TL;DR
| Pinecone | Weaviate | |
|---|---|---|
| Deployment | Managed cloud only | Cloud + self-hosted |
| Search type | Pure vector similarity | Vector + hybrid (BM25) |
| Metadata filtering | Yes | Yes (more powerful) |
| Schema | Schemaless | Schema-required |
| Free tier | Yes (2GB) | Yes (Sandbox) |
| Open source | No | Yes (Apache 2.0) |
| Best for | Simplicity, scale, pure vector search | Hybrid search, complex data, control |
Use Pinecone if: You want the fastest path to production with zero infrastructure overhead and pure vector search is sufficient.
Use Weaviate if: You need hybrid search (vector + keyword), want self-hosting for data privacy, or have complex multi-modal data.
What Is a Vector Database?
Vector databases store data as numerical embeddings (vectors) and retrieve items by similarity, not by exact match. This makes them essential for RAG: you embed your documents once, then at query time, embed the question and find the closest document chunks.
Both Pinecone and Weaviate excel at this — but they take very different approaches.
Pinecone: Managed Simplicity
Pinecone is the go-to choice for teams that want to ship fast. It’s a fully managed, serverless vector database — you never touch infrastructure. The API is minimal: create an index, upsert vectors, query.
Pinecone Setup
pip install pinecone
from pinecone import Pinecone, ServerlessSpec
pc = Pinecone(api_key="your-api-key")
# Create an index
pc.create_index(
name="my-rag-index",
dimension=1536, # text-embedding-3-small output size
metric="cosine",
spec=ServerlessSpec(cloud="aws", region="us-east-1"),
)
index = pc.Index("my-rag-index")
Upsert Vectors
# Upsert with metadata
index.upsert(
vectors=[
{
"id": "doc-001",
"values": [0.1, 0.2, ...], # 1536-dim embedding
"metadata": {
"source": "manual.pdf",
"page": 3,
"text": "The API supports batch operations up to 100 vectors..."
}
},
# ... more vectors
]
)
Query
query_embedding = embed("How do I batch upsert vectors?")
results = index.query(
vector=query_embedding,
top_k=5,
filter={"source": {"$eq": "manual.pdf"}}, # metadata filter
include_metadata=True,
)
for match in results.matches:
print(f"Score: {match.score:.3f}")
print(f"Text: {match.metadata['text']}")
Pinecone with LangChain
from langchain_pinecone import PineconeVectorStore
from langchain_openai import OpenAIEmbeddings
vectorstore = PineconeVectorStore(
index_name="my-rag-index",
embedding=OpenAIEmbeddings(model="text-embedding-3-small"),
)
# Add documents
vectorstore.add_texts(["Doc 1...", "Doc 2..."], metadatas=[{"source": "a"}, {"source": "b"}])
# Search
docs = vectorstore.similarity_search("How do I query Pinecone?", k=3)

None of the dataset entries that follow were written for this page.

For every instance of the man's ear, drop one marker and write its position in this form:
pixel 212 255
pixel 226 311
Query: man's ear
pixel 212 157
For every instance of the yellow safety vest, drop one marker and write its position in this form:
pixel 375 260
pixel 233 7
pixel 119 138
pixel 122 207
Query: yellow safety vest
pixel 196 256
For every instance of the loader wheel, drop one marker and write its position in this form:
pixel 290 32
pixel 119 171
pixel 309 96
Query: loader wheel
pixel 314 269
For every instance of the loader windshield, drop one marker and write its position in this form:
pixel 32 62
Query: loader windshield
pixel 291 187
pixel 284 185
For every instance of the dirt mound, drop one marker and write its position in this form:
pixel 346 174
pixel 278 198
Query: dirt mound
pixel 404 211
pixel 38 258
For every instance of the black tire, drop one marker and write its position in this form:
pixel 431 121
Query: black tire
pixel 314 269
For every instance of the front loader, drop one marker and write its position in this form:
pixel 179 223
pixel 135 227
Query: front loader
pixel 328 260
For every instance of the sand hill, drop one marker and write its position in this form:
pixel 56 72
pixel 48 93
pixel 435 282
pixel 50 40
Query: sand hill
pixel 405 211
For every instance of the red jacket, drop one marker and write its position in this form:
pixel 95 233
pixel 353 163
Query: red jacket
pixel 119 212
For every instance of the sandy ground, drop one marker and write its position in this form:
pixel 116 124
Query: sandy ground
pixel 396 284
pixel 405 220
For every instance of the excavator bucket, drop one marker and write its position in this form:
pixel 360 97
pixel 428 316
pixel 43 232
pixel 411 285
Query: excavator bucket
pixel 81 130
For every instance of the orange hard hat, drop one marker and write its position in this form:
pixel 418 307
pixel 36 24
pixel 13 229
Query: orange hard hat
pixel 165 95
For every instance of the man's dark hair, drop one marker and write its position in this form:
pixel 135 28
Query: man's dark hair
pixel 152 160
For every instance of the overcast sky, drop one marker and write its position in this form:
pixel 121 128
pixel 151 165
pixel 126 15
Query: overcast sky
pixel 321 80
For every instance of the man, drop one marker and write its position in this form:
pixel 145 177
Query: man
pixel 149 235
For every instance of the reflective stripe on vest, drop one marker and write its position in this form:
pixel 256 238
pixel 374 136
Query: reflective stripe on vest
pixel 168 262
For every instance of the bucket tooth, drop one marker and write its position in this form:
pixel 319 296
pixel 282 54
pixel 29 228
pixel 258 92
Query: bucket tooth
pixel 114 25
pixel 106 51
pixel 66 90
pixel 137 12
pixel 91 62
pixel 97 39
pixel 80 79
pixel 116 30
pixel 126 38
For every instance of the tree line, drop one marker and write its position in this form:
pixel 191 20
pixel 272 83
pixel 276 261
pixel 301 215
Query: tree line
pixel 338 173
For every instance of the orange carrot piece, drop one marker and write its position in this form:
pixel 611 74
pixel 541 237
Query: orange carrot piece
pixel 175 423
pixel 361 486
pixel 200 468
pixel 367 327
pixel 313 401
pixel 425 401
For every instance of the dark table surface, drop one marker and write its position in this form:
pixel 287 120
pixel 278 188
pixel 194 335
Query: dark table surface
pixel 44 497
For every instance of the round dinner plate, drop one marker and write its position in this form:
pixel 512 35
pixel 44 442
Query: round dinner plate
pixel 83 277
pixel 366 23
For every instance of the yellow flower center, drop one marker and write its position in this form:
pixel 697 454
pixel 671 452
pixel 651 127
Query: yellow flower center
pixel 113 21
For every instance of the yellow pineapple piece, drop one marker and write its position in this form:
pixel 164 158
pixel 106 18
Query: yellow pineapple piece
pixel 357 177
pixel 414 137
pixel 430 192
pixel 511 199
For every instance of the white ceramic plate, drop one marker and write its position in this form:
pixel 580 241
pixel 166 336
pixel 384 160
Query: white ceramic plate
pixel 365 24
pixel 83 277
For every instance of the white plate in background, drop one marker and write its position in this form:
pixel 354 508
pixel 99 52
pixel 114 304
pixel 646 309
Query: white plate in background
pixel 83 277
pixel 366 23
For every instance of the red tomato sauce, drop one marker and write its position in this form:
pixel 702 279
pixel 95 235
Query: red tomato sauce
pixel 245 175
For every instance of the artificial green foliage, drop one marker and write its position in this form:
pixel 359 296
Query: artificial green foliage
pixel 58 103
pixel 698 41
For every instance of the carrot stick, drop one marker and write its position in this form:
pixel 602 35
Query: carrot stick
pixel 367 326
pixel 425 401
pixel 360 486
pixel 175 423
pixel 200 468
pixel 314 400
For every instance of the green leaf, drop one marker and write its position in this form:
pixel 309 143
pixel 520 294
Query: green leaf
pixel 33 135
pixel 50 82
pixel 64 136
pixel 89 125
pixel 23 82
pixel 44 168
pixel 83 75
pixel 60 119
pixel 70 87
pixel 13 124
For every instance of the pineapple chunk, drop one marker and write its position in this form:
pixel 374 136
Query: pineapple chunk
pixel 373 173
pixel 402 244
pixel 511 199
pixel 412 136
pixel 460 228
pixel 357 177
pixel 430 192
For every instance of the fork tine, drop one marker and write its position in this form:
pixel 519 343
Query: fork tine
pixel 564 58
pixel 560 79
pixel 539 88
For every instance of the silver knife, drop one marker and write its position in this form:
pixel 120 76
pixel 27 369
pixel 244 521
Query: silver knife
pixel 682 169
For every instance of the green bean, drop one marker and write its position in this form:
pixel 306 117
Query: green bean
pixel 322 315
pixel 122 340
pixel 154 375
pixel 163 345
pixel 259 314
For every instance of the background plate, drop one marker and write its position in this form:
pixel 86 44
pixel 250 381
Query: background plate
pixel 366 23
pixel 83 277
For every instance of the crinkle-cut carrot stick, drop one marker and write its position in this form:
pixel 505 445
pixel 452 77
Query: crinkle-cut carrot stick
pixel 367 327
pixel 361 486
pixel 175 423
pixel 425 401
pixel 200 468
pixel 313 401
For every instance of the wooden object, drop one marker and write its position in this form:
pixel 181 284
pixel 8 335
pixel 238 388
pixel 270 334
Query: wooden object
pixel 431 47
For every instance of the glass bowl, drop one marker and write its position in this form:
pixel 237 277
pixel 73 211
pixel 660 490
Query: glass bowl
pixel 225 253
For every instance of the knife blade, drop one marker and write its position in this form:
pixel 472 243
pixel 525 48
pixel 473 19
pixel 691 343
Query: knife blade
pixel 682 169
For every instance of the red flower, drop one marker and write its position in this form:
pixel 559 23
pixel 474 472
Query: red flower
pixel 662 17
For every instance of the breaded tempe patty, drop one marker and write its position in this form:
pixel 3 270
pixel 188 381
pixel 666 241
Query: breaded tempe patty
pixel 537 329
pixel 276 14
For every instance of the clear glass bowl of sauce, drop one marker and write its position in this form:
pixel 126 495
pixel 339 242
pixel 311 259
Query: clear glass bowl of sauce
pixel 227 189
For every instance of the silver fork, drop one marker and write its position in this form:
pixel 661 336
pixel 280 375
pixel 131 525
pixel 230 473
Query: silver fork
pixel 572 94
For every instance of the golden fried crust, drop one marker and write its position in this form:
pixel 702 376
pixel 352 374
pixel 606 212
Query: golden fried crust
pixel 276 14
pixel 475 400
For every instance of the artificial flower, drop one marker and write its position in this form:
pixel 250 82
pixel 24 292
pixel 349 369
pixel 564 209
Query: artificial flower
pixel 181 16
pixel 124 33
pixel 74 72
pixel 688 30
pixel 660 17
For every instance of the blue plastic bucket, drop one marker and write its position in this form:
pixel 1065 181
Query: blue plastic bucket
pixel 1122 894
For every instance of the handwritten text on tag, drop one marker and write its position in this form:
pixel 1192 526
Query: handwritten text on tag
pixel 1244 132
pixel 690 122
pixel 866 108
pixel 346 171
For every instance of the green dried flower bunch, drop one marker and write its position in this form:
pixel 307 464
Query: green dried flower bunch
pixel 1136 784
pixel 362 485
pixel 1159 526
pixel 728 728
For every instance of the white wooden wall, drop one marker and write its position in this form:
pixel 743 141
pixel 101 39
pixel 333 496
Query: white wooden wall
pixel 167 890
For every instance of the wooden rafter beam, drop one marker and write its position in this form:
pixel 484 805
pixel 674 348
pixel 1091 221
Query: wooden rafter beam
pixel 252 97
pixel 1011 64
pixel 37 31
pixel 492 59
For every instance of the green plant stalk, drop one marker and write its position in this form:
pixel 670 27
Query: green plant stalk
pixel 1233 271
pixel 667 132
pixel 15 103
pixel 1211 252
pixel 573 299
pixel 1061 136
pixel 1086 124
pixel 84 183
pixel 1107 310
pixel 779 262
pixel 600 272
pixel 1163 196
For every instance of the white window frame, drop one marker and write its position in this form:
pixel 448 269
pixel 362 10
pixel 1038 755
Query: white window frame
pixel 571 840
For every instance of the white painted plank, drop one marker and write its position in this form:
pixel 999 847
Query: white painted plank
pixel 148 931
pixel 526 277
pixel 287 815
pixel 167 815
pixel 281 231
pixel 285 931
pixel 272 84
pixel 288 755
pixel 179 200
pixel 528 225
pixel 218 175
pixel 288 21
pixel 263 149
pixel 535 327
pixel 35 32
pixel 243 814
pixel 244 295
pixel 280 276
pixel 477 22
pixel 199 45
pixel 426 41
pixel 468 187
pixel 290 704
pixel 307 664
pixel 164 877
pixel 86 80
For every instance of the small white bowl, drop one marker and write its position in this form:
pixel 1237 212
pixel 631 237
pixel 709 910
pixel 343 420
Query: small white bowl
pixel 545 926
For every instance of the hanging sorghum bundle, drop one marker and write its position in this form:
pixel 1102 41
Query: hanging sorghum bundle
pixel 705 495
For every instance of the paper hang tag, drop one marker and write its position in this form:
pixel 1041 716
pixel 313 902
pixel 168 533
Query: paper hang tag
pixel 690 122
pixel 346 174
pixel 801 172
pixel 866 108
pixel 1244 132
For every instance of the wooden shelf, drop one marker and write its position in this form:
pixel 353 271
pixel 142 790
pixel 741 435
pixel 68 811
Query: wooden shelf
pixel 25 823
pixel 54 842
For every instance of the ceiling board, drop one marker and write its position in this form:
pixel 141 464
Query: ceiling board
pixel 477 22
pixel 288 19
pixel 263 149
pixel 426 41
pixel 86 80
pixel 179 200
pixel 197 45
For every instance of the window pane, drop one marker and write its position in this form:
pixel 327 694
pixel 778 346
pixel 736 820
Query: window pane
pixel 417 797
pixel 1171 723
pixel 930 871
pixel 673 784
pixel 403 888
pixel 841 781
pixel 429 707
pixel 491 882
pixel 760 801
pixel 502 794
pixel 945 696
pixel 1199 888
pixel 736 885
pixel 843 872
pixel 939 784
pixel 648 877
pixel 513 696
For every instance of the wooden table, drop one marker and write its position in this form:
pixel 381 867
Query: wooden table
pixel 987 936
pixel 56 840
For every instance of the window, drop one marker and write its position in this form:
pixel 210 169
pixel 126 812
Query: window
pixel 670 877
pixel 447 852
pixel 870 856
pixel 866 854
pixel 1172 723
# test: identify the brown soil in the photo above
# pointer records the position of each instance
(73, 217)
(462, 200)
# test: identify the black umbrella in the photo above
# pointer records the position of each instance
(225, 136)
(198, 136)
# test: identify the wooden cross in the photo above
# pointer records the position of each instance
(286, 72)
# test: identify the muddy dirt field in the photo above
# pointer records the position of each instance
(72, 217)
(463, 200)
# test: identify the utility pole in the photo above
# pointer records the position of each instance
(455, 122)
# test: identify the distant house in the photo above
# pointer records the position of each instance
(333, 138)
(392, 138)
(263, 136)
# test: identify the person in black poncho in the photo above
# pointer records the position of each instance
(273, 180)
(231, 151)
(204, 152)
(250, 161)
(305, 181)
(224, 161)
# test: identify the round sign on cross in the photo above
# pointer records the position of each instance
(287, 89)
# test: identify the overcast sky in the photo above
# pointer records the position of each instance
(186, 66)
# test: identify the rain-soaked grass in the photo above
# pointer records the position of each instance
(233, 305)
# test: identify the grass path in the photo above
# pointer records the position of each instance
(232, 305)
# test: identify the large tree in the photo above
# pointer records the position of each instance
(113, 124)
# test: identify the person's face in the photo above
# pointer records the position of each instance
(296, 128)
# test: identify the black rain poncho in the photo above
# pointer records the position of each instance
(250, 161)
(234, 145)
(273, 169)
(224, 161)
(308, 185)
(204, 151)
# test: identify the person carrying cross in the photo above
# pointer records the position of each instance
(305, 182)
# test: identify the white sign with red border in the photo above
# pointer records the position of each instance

Weaviate: Flexible and Self-Hostable
Weaviate is an open-source vector database that you can run locally, on your own servers, or via Weaviate Cloud Services (WCS). Its killer feature is hybrid search — combining vector similarity with BM25 keyword matching for better retrieval quality.
Weaviate Setup
pip install weaviate-client
Local with Docker:
docker run -p 8080:8080 -p 50051:50051 cr.weaviate.io/semitechnologies/weaviate:latest
Or Weaviate Cloud:
import weaviate
import weaviate.classes as wvc
# Connect to Weaviate Cloud
client = weaviate.connect_to_weaviate_cloud(
cluster_url="your-cluster.weaviate.network",
auth_credentials=wvc.init.Auth.api_key("your-api-key"),
headers={"X-OpenAI-Api-Key": "your-openai-key"},
)
# Connect to local
client = weaviate.connect_to_local()
Define a Schema (Required in Weaviate)
Weaviate requires you to define a schema before inserting data:
from weaviate.classes.config import Configure, Property, DataType
# Create a collection
client.collections.create(
name="Document",
vectorizer_config=Configure.Vectorizer.text2vec_openai(
model="text-embedding-3-small"
),
properties=[
Property(name="text", data_type=DataType.TEXT),
Property(name="source", data_type=DataType.TEXT),
Property(name="page", data_type=DataType.INT),
],
)
Insert Data
documents = client.collections.get("Document")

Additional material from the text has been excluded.